The Massachusetts-born artist opened his first Harlem studio, Guarantee Photos, on 135th Street around 1915, before moving the renamed G.G.G. Photo Studio to Lenox Avenue, where he made his name taking pictures of families, performers, and athletes as well as local businesses and events for decades to come.
In 1969 he finally received pubic acclaim when the Metropolitan Museum of Art featured his work in the exhibition ''Harlem on My Mind" (it was the same year he was evicted from his studio, where he had lived and worked for all those years). Van Der Zee died in 1983.
Since then his monumental body of work chronicling Black life has been featured in a steadily growing number of museums and galleries. Last month the Met, working with the Studio Museum in Harlem, announced it was acquiring the archive of the famed photographer.

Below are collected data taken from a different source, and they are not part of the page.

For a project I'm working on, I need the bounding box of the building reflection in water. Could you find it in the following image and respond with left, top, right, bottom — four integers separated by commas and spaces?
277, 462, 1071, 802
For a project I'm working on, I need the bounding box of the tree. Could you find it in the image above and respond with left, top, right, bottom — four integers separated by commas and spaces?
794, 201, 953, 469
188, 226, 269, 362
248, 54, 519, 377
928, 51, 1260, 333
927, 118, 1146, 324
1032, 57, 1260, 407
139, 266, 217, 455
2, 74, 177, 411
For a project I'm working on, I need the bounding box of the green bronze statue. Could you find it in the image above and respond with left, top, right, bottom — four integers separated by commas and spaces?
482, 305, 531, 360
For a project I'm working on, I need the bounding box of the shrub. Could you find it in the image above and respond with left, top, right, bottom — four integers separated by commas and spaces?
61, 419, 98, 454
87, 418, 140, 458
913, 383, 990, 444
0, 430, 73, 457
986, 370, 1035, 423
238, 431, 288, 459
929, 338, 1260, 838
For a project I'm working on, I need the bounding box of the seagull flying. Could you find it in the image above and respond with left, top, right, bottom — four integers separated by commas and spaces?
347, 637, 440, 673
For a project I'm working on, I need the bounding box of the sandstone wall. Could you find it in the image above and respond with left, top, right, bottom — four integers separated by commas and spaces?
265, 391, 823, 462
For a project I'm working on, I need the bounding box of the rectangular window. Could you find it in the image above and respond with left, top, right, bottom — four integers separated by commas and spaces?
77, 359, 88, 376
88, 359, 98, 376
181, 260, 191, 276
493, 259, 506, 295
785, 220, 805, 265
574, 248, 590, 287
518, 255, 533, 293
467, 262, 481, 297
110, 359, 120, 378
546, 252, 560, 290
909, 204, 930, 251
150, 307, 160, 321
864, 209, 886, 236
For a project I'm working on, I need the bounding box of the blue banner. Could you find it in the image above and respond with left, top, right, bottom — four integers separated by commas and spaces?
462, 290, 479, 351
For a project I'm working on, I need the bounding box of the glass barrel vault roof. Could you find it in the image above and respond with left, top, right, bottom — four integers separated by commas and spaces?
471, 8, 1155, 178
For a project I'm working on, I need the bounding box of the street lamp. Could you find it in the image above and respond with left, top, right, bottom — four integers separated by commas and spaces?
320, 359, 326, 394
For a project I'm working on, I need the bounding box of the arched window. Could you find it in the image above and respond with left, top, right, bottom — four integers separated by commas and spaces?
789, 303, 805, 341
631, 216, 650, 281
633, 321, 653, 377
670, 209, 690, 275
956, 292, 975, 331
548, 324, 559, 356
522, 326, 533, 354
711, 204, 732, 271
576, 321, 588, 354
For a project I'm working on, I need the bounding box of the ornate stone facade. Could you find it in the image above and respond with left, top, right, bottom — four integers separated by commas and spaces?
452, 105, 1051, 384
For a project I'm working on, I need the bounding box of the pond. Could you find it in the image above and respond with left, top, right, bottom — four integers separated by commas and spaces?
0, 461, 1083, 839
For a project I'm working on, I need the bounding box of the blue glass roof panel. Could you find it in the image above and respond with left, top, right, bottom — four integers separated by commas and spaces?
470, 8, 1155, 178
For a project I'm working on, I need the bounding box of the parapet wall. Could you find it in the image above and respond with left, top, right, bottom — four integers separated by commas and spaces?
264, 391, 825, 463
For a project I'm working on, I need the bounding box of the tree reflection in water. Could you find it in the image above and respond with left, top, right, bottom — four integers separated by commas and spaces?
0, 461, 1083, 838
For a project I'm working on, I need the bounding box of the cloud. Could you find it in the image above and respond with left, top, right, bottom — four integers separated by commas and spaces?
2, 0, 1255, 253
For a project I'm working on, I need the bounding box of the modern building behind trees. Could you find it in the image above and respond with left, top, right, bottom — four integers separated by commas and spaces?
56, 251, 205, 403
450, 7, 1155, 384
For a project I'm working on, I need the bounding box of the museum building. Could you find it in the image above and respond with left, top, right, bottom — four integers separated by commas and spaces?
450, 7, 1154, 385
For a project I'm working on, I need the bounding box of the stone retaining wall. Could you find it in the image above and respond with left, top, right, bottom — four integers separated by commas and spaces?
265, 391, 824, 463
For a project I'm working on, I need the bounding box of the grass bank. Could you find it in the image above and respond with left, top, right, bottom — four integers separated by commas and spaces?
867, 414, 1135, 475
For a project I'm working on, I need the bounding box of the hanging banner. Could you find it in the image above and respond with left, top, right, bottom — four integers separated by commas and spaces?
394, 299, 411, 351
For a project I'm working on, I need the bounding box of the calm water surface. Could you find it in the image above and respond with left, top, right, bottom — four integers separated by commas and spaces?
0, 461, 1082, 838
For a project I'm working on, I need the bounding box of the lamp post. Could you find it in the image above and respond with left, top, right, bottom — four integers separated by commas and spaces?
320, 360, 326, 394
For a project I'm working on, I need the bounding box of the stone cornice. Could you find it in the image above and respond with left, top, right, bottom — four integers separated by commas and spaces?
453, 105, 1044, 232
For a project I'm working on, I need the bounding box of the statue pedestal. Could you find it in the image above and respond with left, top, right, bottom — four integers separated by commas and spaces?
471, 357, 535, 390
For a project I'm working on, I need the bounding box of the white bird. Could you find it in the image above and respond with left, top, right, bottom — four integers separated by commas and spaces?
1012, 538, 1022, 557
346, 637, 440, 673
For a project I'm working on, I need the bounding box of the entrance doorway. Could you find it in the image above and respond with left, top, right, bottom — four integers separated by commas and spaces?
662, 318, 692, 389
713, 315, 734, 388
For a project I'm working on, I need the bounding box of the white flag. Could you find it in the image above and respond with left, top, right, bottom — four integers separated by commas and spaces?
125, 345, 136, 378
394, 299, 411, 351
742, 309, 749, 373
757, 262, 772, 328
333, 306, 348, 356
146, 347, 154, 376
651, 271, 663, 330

Remarkably, you can still find traces of his legendary studio in the heart of Harlem.
The ground-floor space, located in a brownstone at 272 Lenox Avenue near W 124th Street, stands even today, although it's occupied by a real estate office.
Take a look in the front and you'll see the faded but unmistakable G.G.G. Photo Studio sign—the first G is now missing—above the office's windows.